Fueling your body before and after exercise is important for a strong and worthwhile workout!

All You Need is Yoga | Washington DC Dietitian

This post is for the hard core yogis, the sporadic attendees and the yoga-curious.

When yoga first became popular I wondered about the benefits. Research showed that it was great for flexibility, improved mood, strength and overall well-being, but many questioned whether this one practice was enough for your overall health. Did yoga provide the same benefits as an exercise routine that included aerobic activity and strength training? For a while, professionals said no. That the best way to incorporate yoga was part of a routine that included aerobics and strength training. But recent research is starting to prove otherwise.

Yoga Teacher John Schumacher did his own digging on this subject. Based in Washington, DC he owns Unity Woods Yoga and has been practicing solely yoga for over 30 years. To find out whether yoga was enough, he checked in with his doctors and at age 52 he is completely healthy and in top health compared to people in his age range. Since then many Universities have done research to find out whether yoga provides a good enough workout for overall health. Similar beneficial results have been found.  Yoga has been found to build strength, provide cardiovascular benefits, improve lung function, improve flexibility and improve your overall body composition.

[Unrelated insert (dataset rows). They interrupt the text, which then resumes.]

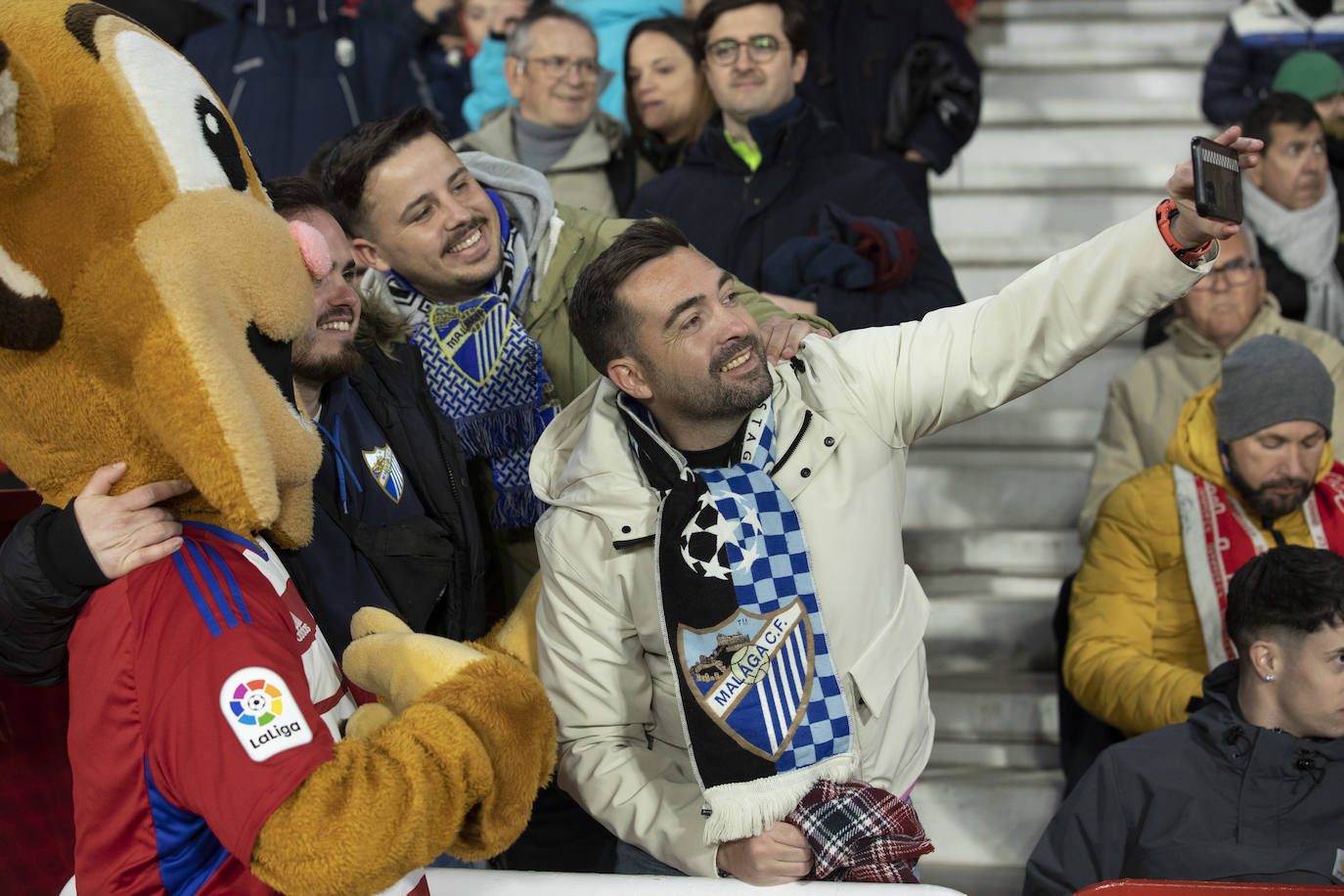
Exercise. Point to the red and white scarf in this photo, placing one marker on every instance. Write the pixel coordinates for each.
(1218, 539)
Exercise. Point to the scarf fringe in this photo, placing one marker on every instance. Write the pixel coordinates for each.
(499, 431)
(744, 809)
(516, 507)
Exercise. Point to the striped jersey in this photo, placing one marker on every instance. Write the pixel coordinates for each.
(201, 696)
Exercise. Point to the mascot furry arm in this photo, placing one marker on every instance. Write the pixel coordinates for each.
(147, 301)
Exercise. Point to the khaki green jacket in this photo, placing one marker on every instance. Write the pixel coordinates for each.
(1143, 402)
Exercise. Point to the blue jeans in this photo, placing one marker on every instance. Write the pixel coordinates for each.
(632, 860)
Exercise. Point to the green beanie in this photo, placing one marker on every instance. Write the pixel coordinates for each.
(1311, 74)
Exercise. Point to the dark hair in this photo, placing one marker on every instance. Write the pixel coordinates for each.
(794, 22)
(1278, 109)
(367, 146)
(291, 195)
(601, 323)
(1287, 587)
(520, 38)
(683, 32)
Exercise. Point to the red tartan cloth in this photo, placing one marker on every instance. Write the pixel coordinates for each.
(36, 812)
(861, 833)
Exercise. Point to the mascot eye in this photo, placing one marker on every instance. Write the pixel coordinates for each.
(218, 136)
(182, 113)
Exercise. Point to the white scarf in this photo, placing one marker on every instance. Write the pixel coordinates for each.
(1307, 241)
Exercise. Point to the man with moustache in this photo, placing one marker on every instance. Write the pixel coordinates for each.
(728, 629)
(1250, 468)
(1293, 203)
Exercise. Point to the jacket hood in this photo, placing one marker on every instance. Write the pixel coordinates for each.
(584, 463)
(1195, 443)
(1224, 730)
(291, 15)
(525, 194)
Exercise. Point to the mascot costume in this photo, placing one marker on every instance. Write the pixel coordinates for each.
(147, 301)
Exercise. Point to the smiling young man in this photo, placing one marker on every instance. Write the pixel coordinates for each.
(728, 629)
(1250, 786)
(1293, 203)
(1249, 468)
(553, 72)
(1221, 313)
(769, 179)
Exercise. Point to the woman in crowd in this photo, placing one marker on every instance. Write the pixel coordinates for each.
(667, 100)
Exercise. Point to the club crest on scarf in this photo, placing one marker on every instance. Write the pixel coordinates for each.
(754, 675)
(386, 471)
(471, 335)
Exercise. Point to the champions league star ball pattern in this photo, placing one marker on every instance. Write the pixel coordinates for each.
(255, 702)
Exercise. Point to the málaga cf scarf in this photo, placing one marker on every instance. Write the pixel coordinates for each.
(761, 702)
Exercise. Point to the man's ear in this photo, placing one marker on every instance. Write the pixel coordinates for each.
(628, 375)
(514, 76)
(1265, 658)
(800, 66)
(367, 255)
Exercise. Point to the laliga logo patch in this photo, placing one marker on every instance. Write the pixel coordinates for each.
(261, 713)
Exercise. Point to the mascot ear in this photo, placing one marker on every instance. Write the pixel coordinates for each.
(29, 320)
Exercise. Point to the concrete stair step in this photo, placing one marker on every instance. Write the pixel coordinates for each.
(1114, 32)
(1152, 82)
(981, 880)
(1052, 427)
(994, 11)
(988, 585)
(985, 817)
(957, 488)
(976, 633)
(1038, 179)
(1063, 111)
(978, 707)
(1045, 553)
(966, 214)
(1100, 55)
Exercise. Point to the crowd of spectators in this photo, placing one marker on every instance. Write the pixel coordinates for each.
(477, 157)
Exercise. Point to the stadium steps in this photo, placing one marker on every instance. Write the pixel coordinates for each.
(1089, 104)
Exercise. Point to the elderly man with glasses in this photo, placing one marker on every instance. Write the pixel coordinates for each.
(775, 193)
(553, 71)
(1224, 310)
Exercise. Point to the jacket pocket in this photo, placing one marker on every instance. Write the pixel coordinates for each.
(890, 651)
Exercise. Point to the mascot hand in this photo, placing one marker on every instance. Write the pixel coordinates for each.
(516, 634)
(367, 719)
(387, 658)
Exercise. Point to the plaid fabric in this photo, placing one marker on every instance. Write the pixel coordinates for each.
(861, 833)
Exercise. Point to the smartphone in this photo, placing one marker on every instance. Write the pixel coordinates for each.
(1218, 180)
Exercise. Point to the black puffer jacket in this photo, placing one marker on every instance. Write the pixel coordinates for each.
(1213, 798)
(739, 216)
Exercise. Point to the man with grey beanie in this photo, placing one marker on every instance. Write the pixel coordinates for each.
(1249, 469)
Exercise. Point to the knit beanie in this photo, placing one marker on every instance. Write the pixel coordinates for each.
(1272, 381)
(1311, 74)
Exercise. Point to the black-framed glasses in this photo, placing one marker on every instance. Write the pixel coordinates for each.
(560, 66)
(1232, 274)
(759, 49)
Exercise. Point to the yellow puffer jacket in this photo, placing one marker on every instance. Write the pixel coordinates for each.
(1136, 654)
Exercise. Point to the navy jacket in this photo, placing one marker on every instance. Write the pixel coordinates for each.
(1211, 798)
(294, 74)
(1260, 35)
(737, 218)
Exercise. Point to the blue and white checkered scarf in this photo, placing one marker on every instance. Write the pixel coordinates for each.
(761, 702)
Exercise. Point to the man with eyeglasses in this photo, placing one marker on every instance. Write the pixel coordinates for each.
(1249, 468)
(1226, 309)
(557, 128)
(773, 193)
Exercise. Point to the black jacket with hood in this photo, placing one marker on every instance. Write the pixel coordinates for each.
(1213, 798)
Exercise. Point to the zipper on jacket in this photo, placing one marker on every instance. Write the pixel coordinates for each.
(802, 430)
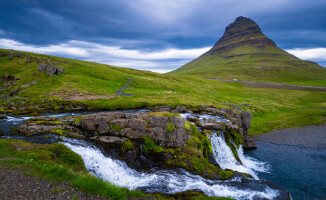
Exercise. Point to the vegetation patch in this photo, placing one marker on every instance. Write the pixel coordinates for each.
(164, 114)
(169, 128)
(150, 146)
(58, 163)
(115, 127)
(127, 146)
(59, 131)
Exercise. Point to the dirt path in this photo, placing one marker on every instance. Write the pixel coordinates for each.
(274, 85)
(309, 136)
(119, 92)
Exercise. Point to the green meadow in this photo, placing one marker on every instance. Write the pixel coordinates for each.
(271, 108)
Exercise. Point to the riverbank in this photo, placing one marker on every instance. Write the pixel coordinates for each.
(312, 136)
(16, 184)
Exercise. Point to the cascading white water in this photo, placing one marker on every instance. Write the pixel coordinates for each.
(225, 157)
(164, 181)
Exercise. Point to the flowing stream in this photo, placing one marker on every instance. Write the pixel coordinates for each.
(163, 181)
(226, 159)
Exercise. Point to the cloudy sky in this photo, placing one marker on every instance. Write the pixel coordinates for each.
(155, 35)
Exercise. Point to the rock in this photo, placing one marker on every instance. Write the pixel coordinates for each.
(29, 60)
(51, 70)
(11, 56)
(249, 143)
(15, 92)
(20, 55)
(245, 120)
(212, 160)
(3, 55)
(192, 118)
(213, 126)
(235, 107)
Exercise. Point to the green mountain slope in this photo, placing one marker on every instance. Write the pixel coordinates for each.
(95, 87)
(245, 53)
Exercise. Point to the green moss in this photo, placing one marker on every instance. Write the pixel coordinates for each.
(127, 146)
(165, 114)
(170, 127)
(2, 110)
(187, 125)
(115, 127)
(59, 131)
(60, 165)
(77, 120)
(150, 146)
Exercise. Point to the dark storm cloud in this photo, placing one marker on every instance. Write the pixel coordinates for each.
(155, 25)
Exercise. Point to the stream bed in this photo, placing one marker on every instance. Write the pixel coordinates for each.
(298, 170)
(302, 171)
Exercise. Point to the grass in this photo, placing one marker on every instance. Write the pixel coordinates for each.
(58, 163)
(250, 65)
(271, 108)
(150, 146)
(169, 128)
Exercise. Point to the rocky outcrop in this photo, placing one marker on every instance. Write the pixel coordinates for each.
(137, 126)
(29, 84)
(156, 139)
(15, 92)
(50, 69)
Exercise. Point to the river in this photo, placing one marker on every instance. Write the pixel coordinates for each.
(300, 170)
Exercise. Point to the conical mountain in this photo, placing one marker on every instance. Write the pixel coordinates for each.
(245, 53)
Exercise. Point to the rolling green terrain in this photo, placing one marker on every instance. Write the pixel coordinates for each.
(58, 163)
(271, 108)
(245, 53)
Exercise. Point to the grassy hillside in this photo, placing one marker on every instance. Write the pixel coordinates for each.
(281, 68)
(245, 53)
(272, 108)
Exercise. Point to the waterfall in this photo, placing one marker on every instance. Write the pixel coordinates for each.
(163, 181)
(225, 157)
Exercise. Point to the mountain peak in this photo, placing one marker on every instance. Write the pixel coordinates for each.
(243, 31)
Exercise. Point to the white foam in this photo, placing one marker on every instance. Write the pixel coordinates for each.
(226, 159)
(164, 181)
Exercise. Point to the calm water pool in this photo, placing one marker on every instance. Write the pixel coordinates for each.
(302, 171)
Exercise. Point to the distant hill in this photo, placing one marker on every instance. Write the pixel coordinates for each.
(245, 53)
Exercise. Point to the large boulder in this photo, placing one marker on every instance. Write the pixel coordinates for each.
(136, 126)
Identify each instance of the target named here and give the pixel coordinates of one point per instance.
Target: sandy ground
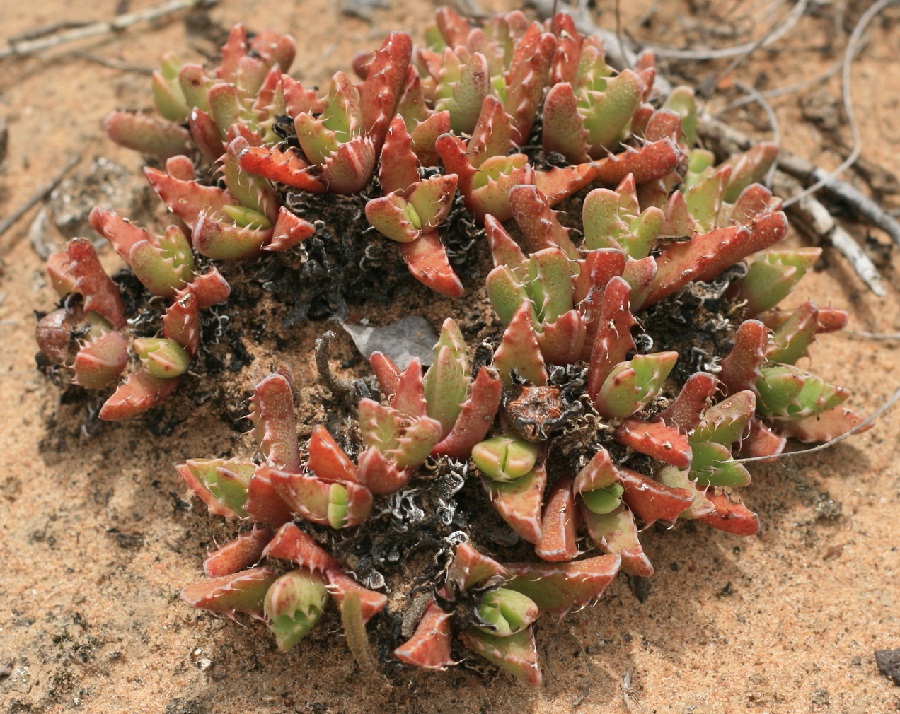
(98, 536)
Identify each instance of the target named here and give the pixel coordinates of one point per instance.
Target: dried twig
(23, 48)
(753, 94)
(779, 29)
(731, 140)
(37, 196)
(894, 398)
(871, 335)
(847, 97)
(114, 64)
(812, 217)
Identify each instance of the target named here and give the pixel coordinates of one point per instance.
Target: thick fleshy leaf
(380, 90)
(100, 361)
(274, 422)
(339, 505)
(505, 612)
(240, 592)
(762, 441)
(290, 543)
(446, 383)
(327, 460)
(563, 126)
(147, 134)
(138, 393)
(713, 465)
(789, 393)
(559, 587)
(791, 340)
(469, 567)
(264, 505)
(598, 473)
(429, 647)
(516, 654)
(161, 357)
(519, 502)
(741, 368)
(559, 526)
(340, 585)
(824, 426)
(655, 439)
(181, 322)
(726, 422)
(686, 410)
(538, 222)
(475, 416)
(428, 263)
(240, 553)
(220, 483)
(633, 384)
(294, 603)
(379, 474)
(100, 293)
(730, 516)
(611, 328)
(651, 500)
(616, 533)
(772, 275)
(519, 350)
(505, 458)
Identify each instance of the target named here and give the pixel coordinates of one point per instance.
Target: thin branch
(847, 97)
(895, 397)
(24, 48)
(871, 335)
(731, 140)
(788, 89)
(38, 196)
(812, 216)
(778, 30)
(711, 128)
(753, 94)
(114, 64)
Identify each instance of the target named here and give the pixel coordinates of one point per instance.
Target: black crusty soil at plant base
(638, 356)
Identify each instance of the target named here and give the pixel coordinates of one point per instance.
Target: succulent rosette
(640, 347)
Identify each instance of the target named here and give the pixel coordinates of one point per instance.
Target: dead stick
(711, 129)
(38, 196)
(96, 29)
(854, 199)
(812, 217)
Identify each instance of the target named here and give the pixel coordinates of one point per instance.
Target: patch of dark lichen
(698, 322)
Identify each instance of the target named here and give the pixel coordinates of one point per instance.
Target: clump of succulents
(637, 357)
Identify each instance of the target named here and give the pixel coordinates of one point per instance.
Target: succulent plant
(632, 363)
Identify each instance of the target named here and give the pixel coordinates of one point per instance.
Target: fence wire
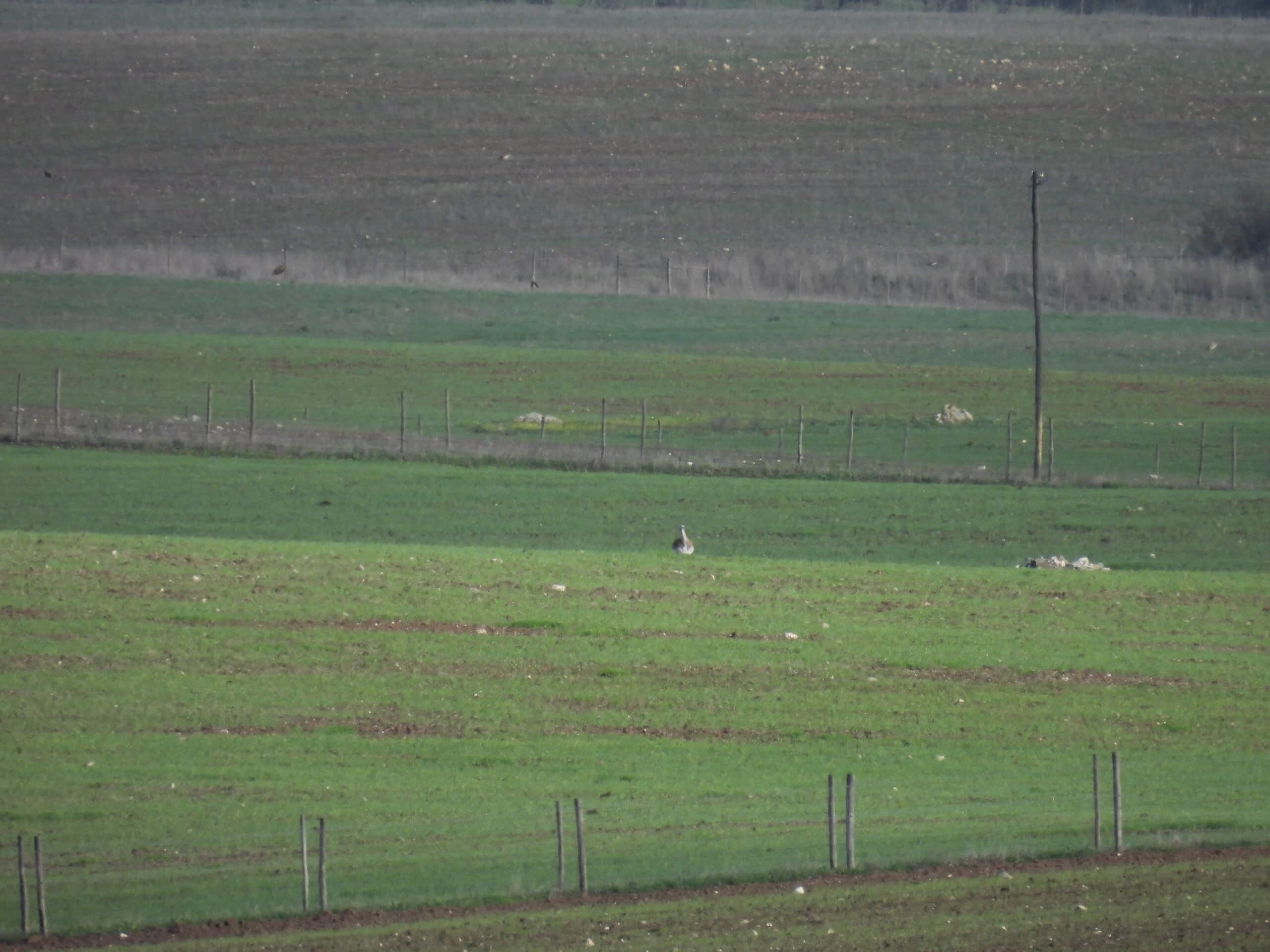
(463, 853)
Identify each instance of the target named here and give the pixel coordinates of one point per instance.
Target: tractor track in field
(371, 917)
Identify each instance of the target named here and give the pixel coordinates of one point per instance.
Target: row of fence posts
(849, 823)
(643, 432)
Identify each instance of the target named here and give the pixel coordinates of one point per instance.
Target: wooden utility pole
(1037, 180)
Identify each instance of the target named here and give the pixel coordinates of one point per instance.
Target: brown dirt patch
(368, 728)
(1009, 676)
(359, 918)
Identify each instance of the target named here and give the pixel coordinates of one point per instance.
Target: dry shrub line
(1072, 280)
(62, 425)
(847, 823)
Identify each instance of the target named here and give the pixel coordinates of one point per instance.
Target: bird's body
(683, 545)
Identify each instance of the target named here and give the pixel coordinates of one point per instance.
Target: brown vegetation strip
(1196, 647)
(366, 728)
(992, 674)
(360, 918)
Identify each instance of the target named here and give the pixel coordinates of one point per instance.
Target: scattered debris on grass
(954, 414)
(1081, 564)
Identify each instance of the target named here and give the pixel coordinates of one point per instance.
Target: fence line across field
(148, 424)
(845, 823)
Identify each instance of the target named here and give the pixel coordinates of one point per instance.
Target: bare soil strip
(359, 918)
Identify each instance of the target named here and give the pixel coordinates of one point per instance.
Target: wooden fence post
(304, 865)
(1117, 803)
(1235, 454)
(851, 440)
(801, 434)
(582, 847)
(402, 424)
(559, 848)
(22, 890)
(1049, 476)
(833, 827)
(40, 890)
(643, 420)
(1010, 442)
(1098, 808)
(1199, 479)
(851, 822)
(321, 862)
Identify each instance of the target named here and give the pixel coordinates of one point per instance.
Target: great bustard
(683, 545)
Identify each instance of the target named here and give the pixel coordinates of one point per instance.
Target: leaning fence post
(40, 890)
(582, 848)
(643, 423)
(304, 865)
(559, 848)
(1117, 803)
(833, 827)
(1199, 479)
(321, 862)
(801, 434)
(851, 440)
(1235, 454)
(1010, 442)
(1098, 808)
(402, 424)
(851, 822)
(22, 889)
(1049, 476)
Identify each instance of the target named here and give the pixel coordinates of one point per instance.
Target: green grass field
(719, 377)
(177, 704)
(198, 647)
(1189, 908)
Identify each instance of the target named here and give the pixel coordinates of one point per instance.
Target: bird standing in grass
(683, 545)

                                                                                                             

Research about Yoga is still small but is starting to build. From a researcher's perspective the studies might not include enough people or be done over a long enough span of time. But we are seeing benefits in the participants nonetheless. If yoga is your go-to form of exercise or you are looking to increase it, it may be all you need. Practicing intense yoga for 1 hour several times per week can help improve your overall health. If you are only doing about 15-20 minutes of light yoga 3-4x per week, you will want to incorporate other exercise into your routine as well. This is especially true for beginners when you aren't as involved in the practice but are working up to it.

If yoga is all you do, then it might be all you need. If you dabble in yoga then combine it with a mix of cardio and strength training for optimal results. Namaste!